この特例により個人事業主の場合、開業後の3年間に1年の受給期間が加わり、失業保険の対象期間は最大4年間となります。この手続きは事業開始の翌日から2か月以内の申請が必要です。
参考|厚生労働省 雇用保険受給期間の特例を申請できます(PDF)
個人事業主として再就職手当を受給するには
再就職手当は、失業保険の対象者が早期就職を果たした際に受け取れる手当です。この手当は個人事業主として開業した場合にも受け取れます。
給付額は、支給残日数×基本手当日額×給付率で計算されます。給付率は支給残日数が3分の2以上ある場合は70%、3分の1以上3分の2未満の場合は60%とされ、3分の1を下回っていた場合は支給されません。以下の項目では再就職手当の受給要件や受給のタイミングについて解説します。
再就職手当を受給する要件
再就職手当を受給するためには、以下の要件すべてを満たす必要があります。
- 7日間の待機期間が終了した後に事業を開始すること
- 過去3年間以内に再就職手当を受け取っていないこと
- 退職前の企業で一定期間雇用保険に加入していること
- 基本手当の支給残日数が所定給付日数の3分の1以上あること
- 1年以上事業を継続できると認められること(開業する場合)
受給のタイミング
再就職手当の受給には申請から2か月程度かかります。
上記の要件をすべて満たしたうえで、事業の開業に伴う再就職手当の支給申請を行う必要があり、1から2か月程度の審査を経て発行される再就職手当の決定通知書が届いてから、おおむね1週間以内とされています。
個人事業主として失業保険・再就職手当を受給する手続き
この項目では、個人事業主として失業保険および再就職手当を受給する手続きについて解説します。
失業保険の手続き
この項目では、失業保険の受給に必要な書類と手続きをまとめました。
- 雇用保険被保険者離職票(1と2)
- 写真付きの本人確認書類
- マイナンバーの確認書類
- 預金通帳またはキャッシュカード
- 証明写真(正面、上三分身、縦3.0cm×横2.4cm)
- ハローワークで失業手当の手続きを行う
- 雇用保険受給者初回説明会に参加する
- 求職活動を行う
必要書類をそろえて手続きを行うことで失業認定日が決まります。以降4週間に1回のペースで迎える認定日ごとに、2回以上の求職活動実績を報告することで、失業保険(失業給付金)を受給できます。

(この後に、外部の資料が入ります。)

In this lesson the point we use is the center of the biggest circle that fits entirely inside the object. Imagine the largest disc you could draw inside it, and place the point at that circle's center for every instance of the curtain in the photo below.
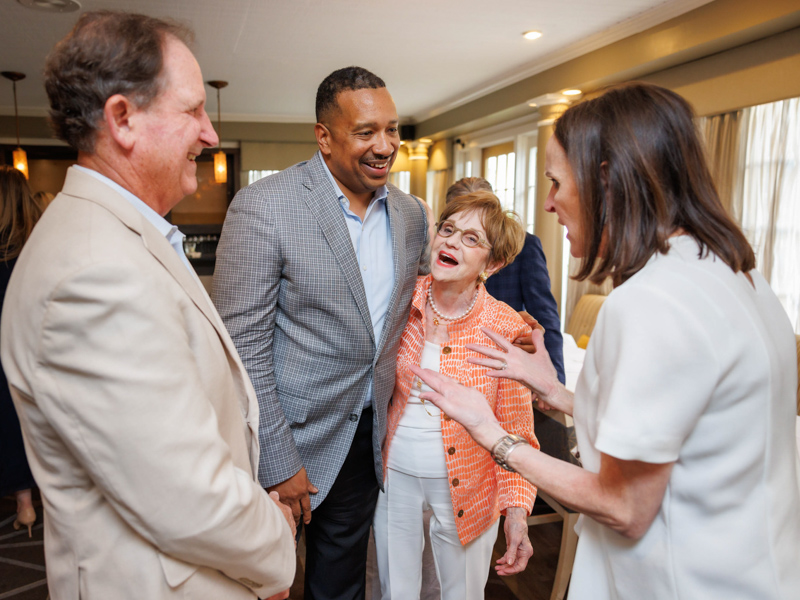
(725, 138)
(771, 198)
(437, 184)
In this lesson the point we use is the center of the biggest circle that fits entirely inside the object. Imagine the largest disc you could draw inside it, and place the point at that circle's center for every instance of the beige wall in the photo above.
(274, 155)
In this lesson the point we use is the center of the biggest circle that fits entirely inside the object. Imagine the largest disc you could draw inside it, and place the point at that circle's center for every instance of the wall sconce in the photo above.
(19, 156)
(220, 160)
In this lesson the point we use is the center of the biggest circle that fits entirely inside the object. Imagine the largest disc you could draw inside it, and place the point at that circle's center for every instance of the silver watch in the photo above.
(502, 449)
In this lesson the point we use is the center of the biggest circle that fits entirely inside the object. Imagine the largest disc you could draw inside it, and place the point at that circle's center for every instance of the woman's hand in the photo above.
(518, 545)
(466, 405)
(535, 371)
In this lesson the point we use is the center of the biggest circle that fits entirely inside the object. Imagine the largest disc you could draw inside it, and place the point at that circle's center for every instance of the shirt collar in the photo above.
(163, 226)
(380, 194)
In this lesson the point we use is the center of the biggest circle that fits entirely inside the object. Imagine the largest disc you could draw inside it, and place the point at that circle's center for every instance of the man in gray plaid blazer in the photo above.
(315, 271)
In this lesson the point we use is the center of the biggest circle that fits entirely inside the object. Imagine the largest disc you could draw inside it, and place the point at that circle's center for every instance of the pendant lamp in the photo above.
(19, 156)
(220, 160)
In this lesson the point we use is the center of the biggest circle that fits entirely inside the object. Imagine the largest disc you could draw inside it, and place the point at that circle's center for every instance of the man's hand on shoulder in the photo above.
(294, 493)
(525, 342)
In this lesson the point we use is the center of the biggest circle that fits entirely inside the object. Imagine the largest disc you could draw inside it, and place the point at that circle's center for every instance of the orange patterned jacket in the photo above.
(479, 488)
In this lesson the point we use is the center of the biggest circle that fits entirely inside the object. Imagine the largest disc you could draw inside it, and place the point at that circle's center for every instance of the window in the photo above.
(531, 196)
(771, 197)
(401, 180)
(499, 169)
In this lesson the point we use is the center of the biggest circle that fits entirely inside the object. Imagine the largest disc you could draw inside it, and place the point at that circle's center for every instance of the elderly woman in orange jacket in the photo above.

参考|厚生労働省 兵庫労働局 失業給付金を受給するまでの流れ(PDF)
再就職手当の手続き
再就職手当を受給するには、失業保険の手続き後さらに追加の手続きがあります。以下に必要な書類と手続きをまとめました。
- 再就職手当支給申請書
- 雇用保険受給資格者証
- 個人事業を証明する書類(開業届や事業計画書など)
- マイナンバーの確認書類
- 写真付きの本人確認書類
- 印鑑(手続き時に必要になることがあるため)
- 開業のための書類を用意する
- 最寄りの税務署に開業届を提出する
- ハローワークで再就職手当を申請する
繰り返しの説明になりますが、再就職手当は申請から受給までに、おおむね2か月程度を要します。
参考|厚生労働省 岡山労働局 自営開始を予定している方へ(PDF)
不正受給に関する注意点
失業保険を受給する際に不正行為が行われた場合、受給額の返還だけでなく、さらに最大2倍に相当する額の納付(いわゆる3倍返し)が命ぜられるため、注意が必要です。以下の項目では、不正行為とみなされる代表的な例を3点紹介します。
給付中の収入を申告しなかった場合
失業保険は、失業状態を満たしていることが受給条件となるため、受給中にあった収入を申告しなかった場合、不正受給とみなされます。したがって個人事業主はアルバイト収入や事業収入などが発生した場合、必ず申告しなければなりません。
虚偽の求職活動を申告した場合
失業保険には、就業への積極的な姿勢も受給条件に含まれています。このため活動実績のない就職活動の申告も、虚偽申請による不正受給とみなされることがあります。この報告は制度の根幹をなすものですので、正しく活動と報告を行ってください。
開業準備の事実を申告しなかった場合
雇用保険法では、個人事業は開業準備の段階から就労とみなされます。そのため失業保険を受給する個人事業主は、自営開始を予定する段階からハローワークに、その事実を申告・相談する必要があります。これは開業のタイミングにも影響するため、注意が必要です。
まとめ
個人事業主も、失業状態にあることを含む一定の条件を満たすことで、失業保険の受給対象になります。離職後すぐに開業する場合は失業保険の対象になりませんが、正しく申告・手続きを行うことで、失業保険受給期間の延長特例や再就職手当といった支援が受けられます。
但し、開業する際には準備の段階から就労とみなされるため、ハローワークへの報告・相談が必須です。制度とともに申請方法や満たすべき要件を理解し、適切に手続きを進めましょう。不安な場合はハローワークや専門家に相談し、最適な選択を検討してください。本稿が雇用保険活用の一助となれば幸いです。